Еще метров пятьдесят по той же улочке, взбирающейся на крутой холм по осколкам тротуара, словно по льдинам через промоину, словно на эскалаторе вверх.
Это так высоко над городом, что он напоминает навощенную бумагу, по которой люминесцентной краской нанесен план.
Тихий ветер задувает яркие улицы, выхваченные из дальней тьмы корпуса фабрик, трамвай, сорящий искрами, светящееся лозунги, которые славословят божеств, неистового идола с мечом.
На острие меча подсыхает и снова набирается капелька алой крови.
Вот-вот и меня снесет ветром, хотя жара, духота, ни шевеленья.
Тишь нарушают только воробьи, сгоняемые с края ветки, где устроилась на ночлег вся стая.
Как отворяют оцепенелые двери?
– Это я! Я! Веду, – выдохнула она в щель, где была приделана ладная табличка «для писем и газет».
«Я» – словно письмо, которое, наконец, пришло.
Сейчас меня надорвут по краю.
На мою тощую слабенькую спину мученика Медвежонок кладет свою мягкую наидобрейшую сострадательную лапу.
– Не дрожи ты. Пошли. Пошли, – говорит он, чуть подталкивая меня, ведя в глубь дома.
В его звериной руке бутылка с самогоном.
Эсэс уходит в другую комнату.
И все мои воспоминания погружаются в сладостный туманный обморок.
……………………………………………………..
Меня будит воробьиный переполох и серая дымка, лезущая сквозь сдвинутые нетяжелые гардины.
Я сижу в грубом деревянном кресле.
Мои руки привязаны мягкой бельевой веревкой к подлокотникам, ноги закреплены аналогичным образом.
Я вижу свое отражение, как аналогию живому, в зеркальном шкафу, перегораживающем комнату.
За шкафом за белыми простынями – медицинский уголок.
Вот на безжизненной планете мое тело, привязанное к креслу, голое тело.
Все переменилось настолько глубоко и серьезно, что я не могу даже грустить.
Я выхожу из оцепенения.
Половина лица человекоподобного существа, сидящего напротив, до самых глаз заклеена широким скотчем. В рот глубоко просунута широкая прозрачная трубка для дыхания. Она как ус насекомого свисает на сонную грудь. На последнем правом ребре череда небольших розовых крестообразных шрамов. От бледно-розового – к красному с запекшейся коркой. Самый свежий закрыт пластырем. Из-под него течет тонкая струйка присыхающей сукровицы.

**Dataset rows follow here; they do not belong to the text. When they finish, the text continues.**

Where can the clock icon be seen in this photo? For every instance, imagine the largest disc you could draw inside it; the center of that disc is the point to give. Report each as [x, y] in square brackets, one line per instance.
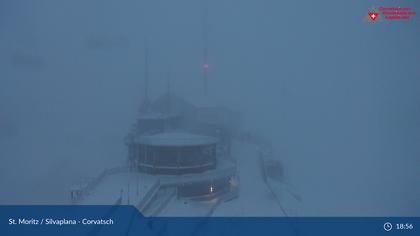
[387, 226]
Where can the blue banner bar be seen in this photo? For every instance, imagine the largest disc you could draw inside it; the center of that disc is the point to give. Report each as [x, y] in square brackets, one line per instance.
[127, 220]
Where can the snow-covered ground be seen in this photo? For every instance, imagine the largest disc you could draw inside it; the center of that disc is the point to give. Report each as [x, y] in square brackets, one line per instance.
[255, 198]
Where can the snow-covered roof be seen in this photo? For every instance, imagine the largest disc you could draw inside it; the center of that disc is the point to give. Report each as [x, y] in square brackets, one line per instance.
[155, 116]
[176, 139]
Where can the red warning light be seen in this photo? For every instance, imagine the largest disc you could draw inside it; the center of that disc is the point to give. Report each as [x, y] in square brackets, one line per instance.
[373, 15]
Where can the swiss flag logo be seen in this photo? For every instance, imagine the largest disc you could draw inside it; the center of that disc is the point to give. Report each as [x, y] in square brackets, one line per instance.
[373, 15]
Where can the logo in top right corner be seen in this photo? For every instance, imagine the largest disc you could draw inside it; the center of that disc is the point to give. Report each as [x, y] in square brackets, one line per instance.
[389, 13]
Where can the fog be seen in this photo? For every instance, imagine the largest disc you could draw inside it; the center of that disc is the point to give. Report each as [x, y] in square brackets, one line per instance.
[339, 97]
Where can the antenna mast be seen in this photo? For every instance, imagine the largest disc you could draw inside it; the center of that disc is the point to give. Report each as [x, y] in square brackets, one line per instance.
[146, 71]
[205, 45]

В комнату заходит мой лучший тихий друг, тот, кто может меня всегда вернуть к жизни, к свежей реальности дня, вытянуть из красного головокружительного провала. Встряхнуть и показать напоследок – как все ничтожно. Он гладит меня по голове и легко пережимает пластиковым зажимом трубку.

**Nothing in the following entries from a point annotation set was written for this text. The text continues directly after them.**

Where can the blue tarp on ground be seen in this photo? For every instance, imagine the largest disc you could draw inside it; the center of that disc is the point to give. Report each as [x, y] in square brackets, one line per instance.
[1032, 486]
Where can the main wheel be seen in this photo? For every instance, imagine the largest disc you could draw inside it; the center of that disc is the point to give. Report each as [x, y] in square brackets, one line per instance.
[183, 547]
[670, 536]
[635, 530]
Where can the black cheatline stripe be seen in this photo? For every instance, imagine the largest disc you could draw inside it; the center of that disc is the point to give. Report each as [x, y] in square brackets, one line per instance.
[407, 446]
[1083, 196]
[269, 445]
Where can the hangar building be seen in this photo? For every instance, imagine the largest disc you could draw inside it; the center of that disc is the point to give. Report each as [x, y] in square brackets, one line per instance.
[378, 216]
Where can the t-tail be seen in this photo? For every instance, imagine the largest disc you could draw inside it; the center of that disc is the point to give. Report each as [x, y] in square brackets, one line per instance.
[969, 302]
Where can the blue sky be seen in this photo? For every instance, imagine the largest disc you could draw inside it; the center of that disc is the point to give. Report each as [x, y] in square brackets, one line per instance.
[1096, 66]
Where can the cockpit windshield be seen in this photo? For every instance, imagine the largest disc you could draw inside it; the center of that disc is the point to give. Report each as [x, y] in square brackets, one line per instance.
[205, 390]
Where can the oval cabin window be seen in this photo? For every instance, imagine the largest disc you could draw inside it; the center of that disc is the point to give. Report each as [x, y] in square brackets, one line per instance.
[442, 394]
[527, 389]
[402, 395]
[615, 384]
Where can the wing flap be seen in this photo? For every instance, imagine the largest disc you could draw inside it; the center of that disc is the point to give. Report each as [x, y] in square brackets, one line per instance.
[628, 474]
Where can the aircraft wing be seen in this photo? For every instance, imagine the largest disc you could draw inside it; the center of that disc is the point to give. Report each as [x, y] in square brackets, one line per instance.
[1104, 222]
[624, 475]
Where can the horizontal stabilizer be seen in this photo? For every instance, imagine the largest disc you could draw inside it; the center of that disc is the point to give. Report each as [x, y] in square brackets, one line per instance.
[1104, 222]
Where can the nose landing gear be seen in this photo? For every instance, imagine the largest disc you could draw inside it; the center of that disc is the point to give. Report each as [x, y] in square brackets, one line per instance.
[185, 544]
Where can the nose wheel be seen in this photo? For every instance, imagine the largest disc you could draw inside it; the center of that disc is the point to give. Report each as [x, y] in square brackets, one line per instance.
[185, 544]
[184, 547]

Пристально смотрит мне в левый глаз, оттянув веко вверх.
Какое-то время я вижу эту сцену со стороны.
Вот.
Я.
Отлетаю.
В.
Зел.
Ён.
Ый.
Эф.
И.
Р.
Я не хочу возвращаться из пылающего скорбного великолепия, где всё – шедевры: и звуки, и запахи, и расстояния.
Это особенный сон, он мнится мне под глубокими трудными толчками моего сердца, с трудом проталкивающего сквозь всего меня время вспять.
Этот низкий звук нудит меня, и вот я свободно прохожу чудесные местности, миную белые пропилеи, цветущие душистые боскеты, лечу, не касаясь шашек мраморного пола бельведеров.
Мне так легко, что я уже не дышу.
Я никому не могу помешать.
Я узнаю их, моих единственных, не терявших никогда ко мне своего щедрого благорасположения, я вижу их снова как мешанину прекрасных красок.
В пейзаже Пуссена.
Где тупой Полифем и смешливые нимфы облепили собой движущуюся границу небес и земли, чтобы присутствовать при особом таинстве.
И вот по веществу, в месте соприкосновения проходит судорога, чтобы эти части навсегда смешалось, оставаясь отчужденными.
Это мои родители.
Они передают друг другу слабо тлеющую суспензию.